NKorea's Kim visits launch site province
North Korean leader Kim Jong-Il has visited several venues in a northeastern province where preparations for a controversial rocket launch are under way, state media reported.
North Korean leader Kim Jong-Il has visited several venues in a northeastern province where preparations for a controversial rocket launch are under way, state media reported.
Kim visited the birthplace in Hoeryong town of his mother Kim Jong-Suk, who died in 1949 when he was seven, the official Korean Central News Agency (KCNA) said on Wednesday.
The town is in North Hamkyong province, where the coastal missile launch site at Musudan-ri is located. Kim's visit to her birthplace and other venues was the latest in a series in the province to be reported in recent days.
The leader also visited a food processing and cigarette factory, the local branch of the central bank and a middle school, KCNA said in its report.

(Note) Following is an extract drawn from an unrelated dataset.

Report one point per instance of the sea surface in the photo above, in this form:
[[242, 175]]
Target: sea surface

North Korea announced Tuesday it was preparing to launch an "experimental communications satellite" from its Musudan-ri site.
US and South Korean officials say any such exercise -- whether to launch a satellite or to test a missile -- would violate UN resolutions adopted after the communist state's last missile tests in 2006.
Intelligence reports say the North is readying its longest-range missile, the Taepodong-2, which could theoretically reach Alaska. The North did not say when the launch would take place.
Seoul's Unification Ministry could not say whether Kim's extensive trip was related to the launch or just part of his regular public activities.